To see how Krasner progressed from working in the classical mode to abstraction in her figure drawings, and then in the little paintings was fascinating. The Little Images and the Stable Gallery pieces I also really loved.  They were such strong images and the colours and shapes so tight and right. The Little Images appear to be her breakthrough into abstract painting after years of “grey slabs” if I recall the interview properly.

Prophecy I appreciated because of its distortion of the figure   Yay!!!

I liked the way her thoughts and feelings were described as background to the different series of works, and how she got stuck and then moved through, and was so engaged with the process.

She seemed to be a daunting person, quite abrasive!  Quite hard to watch the interview given at the end of her life.  No longer an attractive glamorous woman, but remaining an intense artist, as was her essence.

I liked the smaller works better than the huge paintings she did after Pollock’s death.  Why?

In her words “You can have giant physical size with no statement on it… and.. you can have a tiny painting which is monumental in scale”

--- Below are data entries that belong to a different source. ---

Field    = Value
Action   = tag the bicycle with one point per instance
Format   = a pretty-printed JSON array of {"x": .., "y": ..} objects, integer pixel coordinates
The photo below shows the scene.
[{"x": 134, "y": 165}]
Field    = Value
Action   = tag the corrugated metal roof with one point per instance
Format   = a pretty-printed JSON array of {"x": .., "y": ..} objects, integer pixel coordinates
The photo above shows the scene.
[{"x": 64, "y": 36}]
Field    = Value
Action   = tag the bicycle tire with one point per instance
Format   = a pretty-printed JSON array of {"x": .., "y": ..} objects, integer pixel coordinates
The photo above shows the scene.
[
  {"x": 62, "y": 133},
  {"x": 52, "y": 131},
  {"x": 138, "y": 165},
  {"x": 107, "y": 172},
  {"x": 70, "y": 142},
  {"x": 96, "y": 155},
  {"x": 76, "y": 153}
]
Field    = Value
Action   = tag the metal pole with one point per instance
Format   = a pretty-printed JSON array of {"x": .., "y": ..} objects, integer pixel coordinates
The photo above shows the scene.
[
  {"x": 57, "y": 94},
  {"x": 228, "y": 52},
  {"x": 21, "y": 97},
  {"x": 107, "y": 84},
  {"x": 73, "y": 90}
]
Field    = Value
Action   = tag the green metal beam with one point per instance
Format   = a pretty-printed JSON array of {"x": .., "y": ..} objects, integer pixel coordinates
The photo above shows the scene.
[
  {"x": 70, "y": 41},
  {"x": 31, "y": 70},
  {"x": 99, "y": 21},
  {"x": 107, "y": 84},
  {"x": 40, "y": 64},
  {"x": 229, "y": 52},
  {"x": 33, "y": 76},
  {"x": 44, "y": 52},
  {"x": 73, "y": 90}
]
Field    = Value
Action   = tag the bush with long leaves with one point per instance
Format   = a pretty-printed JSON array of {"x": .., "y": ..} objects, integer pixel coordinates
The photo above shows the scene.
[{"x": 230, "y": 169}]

Maybe I could appreciate the earlier stages because closer to my own experience

I read an article about the Turner prize 2020 nominee and made a special trip to see his exhibition, “Manifestations” at the David Zwirmer Gallery in London.

Murillo works energetically with texture and textile and paint to recreate almost wall sculptural pieces.  He has a brilliant sense of colour and pattern and design, and his work is much sought after.  I myself worked for many years with cotton and other fabric which I dyed myself.  I still get a thrill from using cloth, but I never dared to break the rules as Murillo does in his cross over works.  There is something Japanese about the free mark making in this work.